All the time since there is no perfect room and therefore, even if you are the best set up guy in the world and have added reasonable acoustic treatments, EQ for minor, final fine tuning is icing on the cake. Every LP and CD you own has been EQed many times before it hits your home; no debate like you find among audiophiles in the recording/mixing/mastering industry.
I'm saving for a Manley Massive Passive (I can also use it in my studio) for analog and I do my final EQ for digital using the EQ and room correction algorithms in my Weiss DAC501.
IMHO, the Schitt EQ products are a gift to all audiophiles. The Lokius with six bands is where I would start. I tell everyone who will listen to pick the one in their price range, play with it for a few weeks and return it if it isn't for you. Nothing to lose and a lot to gain.
This will horrify dealers though. In many cases trying EQ is likely to stop the silliness of trying to EQ your system with cable swaps, component swaps, funny things that go under other funny things and so on.

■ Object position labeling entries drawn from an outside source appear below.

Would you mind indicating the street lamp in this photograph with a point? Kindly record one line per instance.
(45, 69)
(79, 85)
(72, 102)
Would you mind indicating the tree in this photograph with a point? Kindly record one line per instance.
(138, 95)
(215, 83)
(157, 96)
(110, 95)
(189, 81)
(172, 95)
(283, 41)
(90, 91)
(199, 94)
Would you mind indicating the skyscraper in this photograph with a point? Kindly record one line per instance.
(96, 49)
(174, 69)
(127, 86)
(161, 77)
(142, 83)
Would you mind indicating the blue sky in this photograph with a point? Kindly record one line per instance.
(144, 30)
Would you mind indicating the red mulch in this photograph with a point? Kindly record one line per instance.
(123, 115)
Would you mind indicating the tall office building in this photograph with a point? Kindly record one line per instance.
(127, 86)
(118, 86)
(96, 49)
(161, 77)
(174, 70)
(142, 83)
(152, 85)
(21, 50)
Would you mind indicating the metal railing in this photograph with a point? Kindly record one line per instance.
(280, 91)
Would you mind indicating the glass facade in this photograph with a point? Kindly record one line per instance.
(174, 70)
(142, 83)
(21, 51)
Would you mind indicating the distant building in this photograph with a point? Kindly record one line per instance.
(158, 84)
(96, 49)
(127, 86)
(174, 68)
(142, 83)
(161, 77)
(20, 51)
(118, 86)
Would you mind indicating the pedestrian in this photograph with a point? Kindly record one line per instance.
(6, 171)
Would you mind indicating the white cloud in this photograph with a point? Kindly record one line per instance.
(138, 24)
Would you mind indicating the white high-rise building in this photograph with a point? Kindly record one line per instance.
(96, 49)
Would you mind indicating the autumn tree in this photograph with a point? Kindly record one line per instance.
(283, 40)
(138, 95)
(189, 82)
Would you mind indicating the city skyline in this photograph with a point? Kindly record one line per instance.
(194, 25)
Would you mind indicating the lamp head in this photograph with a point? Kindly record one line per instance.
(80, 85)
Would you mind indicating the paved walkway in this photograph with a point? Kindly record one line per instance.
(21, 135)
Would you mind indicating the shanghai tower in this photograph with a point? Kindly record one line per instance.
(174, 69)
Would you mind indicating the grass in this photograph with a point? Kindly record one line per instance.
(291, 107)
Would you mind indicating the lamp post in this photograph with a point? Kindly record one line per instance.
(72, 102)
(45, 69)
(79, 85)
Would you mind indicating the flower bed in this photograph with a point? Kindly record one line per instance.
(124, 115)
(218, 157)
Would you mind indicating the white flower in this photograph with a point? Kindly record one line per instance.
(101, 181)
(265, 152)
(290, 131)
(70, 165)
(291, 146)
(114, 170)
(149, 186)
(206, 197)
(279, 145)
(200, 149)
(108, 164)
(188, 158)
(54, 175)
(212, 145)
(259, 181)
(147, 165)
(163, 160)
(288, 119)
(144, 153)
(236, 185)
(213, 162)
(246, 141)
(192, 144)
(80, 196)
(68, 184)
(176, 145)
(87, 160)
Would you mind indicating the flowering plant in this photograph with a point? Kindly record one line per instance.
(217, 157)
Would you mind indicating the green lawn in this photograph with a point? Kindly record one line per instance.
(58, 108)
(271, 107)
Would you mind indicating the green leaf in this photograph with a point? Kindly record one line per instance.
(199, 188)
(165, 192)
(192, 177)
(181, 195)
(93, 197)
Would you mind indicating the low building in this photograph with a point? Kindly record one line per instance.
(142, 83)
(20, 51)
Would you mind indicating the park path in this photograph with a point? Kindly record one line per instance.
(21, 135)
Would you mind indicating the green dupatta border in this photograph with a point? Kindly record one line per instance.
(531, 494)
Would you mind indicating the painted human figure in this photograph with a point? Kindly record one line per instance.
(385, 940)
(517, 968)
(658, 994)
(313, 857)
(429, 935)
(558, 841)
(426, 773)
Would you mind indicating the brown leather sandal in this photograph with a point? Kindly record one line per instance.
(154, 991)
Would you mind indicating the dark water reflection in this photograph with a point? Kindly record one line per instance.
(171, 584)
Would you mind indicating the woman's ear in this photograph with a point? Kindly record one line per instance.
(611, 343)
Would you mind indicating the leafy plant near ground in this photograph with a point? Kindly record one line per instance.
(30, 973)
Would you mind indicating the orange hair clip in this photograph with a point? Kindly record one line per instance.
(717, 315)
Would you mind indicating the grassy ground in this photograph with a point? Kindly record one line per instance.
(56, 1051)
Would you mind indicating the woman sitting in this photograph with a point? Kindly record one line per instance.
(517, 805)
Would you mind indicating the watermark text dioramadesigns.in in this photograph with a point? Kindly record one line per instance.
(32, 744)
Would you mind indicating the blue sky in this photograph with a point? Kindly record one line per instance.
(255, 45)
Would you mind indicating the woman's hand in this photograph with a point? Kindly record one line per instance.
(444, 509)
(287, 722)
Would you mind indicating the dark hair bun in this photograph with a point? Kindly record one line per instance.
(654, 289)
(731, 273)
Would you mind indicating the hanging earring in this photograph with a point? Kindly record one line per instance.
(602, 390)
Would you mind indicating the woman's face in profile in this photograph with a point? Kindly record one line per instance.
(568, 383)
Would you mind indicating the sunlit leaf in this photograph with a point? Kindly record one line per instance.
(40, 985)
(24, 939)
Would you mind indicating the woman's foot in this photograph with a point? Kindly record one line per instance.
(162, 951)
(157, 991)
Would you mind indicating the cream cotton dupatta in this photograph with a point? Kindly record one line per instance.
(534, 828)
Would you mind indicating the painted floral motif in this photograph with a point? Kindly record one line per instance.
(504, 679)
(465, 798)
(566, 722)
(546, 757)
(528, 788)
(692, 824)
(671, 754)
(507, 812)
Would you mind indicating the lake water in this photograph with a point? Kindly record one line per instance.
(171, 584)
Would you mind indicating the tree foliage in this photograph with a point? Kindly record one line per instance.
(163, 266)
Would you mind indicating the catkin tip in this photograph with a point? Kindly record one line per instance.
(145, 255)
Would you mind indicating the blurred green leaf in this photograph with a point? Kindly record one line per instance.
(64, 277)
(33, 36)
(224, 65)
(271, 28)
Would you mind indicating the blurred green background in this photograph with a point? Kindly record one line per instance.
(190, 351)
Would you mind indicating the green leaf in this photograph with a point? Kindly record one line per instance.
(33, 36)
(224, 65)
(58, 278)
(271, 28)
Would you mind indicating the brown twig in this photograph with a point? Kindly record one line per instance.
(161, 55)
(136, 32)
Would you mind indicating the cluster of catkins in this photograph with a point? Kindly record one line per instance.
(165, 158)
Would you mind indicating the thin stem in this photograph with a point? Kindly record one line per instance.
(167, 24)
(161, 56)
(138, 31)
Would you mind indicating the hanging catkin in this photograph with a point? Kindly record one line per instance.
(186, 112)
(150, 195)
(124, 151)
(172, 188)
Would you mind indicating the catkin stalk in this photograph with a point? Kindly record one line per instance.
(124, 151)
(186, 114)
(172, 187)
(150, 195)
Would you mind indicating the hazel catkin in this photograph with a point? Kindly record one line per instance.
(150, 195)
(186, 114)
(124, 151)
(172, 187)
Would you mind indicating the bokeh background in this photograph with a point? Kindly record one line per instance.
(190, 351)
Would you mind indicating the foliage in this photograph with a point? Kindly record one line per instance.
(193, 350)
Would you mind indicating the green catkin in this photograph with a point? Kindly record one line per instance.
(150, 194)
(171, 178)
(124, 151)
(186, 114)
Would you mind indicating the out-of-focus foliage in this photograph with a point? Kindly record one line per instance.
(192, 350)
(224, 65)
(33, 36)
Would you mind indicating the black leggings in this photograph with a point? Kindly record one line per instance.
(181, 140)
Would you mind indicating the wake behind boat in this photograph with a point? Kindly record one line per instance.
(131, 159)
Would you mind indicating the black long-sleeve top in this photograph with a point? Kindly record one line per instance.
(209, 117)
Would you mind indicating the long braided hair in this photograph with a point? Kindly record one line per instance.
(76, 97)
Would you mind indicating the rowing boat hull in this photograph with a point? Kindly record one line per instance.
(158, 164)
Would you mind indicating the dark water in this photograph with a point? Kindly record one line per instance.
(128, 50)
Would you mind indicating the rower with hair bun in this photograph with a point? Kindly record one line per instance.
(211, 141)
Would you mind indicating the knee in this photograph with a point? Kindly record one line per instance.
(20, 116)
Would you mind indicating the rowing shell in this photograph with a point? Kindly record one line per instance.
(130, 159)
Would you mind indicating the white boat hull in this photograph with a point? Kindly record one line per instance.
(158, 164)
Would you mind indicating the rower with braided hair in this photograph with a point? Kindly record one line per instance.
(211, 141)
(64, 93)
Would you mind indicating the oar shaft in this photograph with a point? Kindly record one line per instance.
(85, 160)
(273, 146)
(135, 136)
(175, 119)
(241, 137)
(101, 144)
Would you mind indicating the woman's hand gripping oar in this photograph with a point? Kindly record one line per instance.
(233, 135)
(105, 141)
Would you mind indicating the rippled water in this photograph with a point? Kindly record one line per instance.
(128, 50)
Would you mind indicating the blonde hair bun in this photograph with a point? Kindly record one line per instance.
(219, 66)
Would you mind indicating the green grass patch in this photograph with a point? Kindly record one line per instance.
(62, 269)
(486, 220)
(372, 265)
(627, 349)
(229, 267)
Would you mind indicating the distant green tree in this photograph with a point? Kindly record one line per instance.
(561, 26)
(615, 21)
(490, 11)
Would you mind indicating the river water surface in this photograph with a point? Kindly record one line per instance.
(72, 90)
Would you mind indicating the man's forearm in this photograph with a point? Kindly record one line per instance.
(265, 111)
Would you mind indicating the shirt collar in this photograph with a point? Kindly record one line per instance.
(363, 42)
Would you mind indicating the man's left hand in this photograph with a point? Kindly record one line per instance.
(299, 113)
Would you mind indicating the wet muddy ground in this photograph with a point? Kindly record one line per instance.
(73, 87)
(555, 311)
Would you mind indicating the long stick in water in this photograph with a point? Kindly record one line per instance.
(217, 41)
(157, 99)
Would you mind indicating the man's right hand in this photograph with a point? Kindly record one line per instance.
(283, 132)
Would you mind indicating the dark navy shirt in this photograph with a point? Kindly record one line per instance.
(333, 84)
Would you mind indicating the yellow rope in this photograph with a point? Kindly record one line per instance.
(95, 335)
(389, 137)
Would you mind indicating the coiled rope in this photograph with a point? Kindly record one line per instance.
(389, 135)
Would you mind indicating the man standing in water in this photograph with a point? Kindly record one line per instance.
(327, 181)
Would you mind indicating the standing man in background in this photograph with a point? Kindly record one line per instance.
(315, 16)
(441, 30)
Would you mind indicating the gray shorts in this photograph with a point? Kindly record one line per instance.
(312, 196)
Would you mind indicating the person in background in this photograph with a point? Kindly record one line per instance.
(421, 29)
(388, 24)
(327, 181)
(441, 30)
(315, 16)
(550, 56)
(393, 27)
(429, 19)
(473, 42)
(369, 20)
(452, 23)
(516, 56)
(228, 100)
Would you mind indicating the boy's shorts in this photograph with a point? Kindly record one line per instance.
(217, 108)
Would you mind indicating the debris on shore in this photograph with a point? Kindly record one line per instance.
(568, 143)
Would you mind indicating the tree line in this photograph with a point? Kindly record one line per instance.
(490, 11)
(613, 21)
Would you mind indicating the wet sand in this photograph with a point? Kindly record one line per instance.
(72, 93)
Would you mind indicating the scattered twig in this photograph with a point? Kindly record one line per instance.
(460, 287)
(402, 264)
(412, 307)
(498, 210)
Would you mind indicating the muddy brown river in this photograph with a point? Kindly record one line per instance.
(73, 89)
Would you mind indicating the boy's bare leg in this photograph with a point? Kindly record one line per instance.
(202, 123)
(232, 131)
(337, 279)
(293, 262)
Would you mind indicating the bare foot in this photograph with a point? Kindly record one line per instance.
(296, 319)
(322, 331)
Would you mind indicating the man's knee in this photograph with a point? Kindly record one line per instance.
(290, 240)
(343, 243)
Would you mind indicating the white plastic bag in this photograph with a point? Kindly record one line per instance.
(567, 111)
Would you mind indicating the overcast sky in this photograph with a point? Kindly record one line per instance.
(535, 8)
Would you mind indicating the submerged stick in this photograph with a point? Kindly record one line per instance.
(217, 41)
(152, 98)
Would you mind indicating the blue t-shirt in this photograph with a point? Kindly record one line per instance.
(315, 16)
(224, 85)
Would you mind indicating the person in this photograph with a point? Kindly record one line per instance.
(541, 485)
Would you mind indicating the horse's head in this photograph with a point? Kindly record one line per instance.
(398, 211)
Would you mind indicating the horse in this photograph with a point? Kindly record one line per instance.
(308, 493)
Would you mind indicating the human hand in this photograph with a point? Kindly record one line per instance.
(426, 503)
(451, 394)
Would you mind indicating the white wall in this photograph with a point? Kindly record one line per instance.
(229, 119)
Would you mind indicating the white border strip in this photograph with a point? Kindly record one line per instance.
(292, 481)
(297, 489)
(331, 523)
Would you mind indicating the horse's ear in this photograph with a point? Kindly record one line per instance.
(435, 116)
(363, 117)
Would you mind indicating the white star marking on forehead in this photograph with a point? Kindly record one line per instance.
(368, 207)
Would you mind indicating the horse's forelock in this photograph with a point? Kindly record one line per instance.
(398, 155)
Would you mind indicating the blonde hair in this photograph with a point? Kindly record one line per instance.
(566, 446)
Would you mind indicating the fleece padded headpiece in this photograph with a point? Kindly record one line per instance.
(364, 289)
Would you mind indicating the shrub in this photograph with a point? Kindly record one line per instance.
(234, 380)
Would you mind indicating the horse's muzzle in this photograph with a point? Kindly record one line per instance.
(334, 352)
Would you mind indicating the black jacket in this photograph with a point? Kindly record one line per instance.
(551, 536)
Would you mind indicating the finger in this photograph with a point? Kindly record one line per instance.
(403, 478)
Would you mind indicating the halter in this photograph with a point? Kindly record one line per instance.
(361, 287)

I'm beginning to think that the elimination of early tone controls (yes, I know, cheap parts, bad circuits but why throw the baby out with the bathwater) was a savvy idea in the early days of high end to keep folks changing gear when all it would take is a few turns of a few knobs.
Anyone that can't/won't optimize speaker and listening position per Jim Smith's Get Better Sound or any other tried and true method must try one of these. I insist. Cult leader Jason Stoddard can thank me later.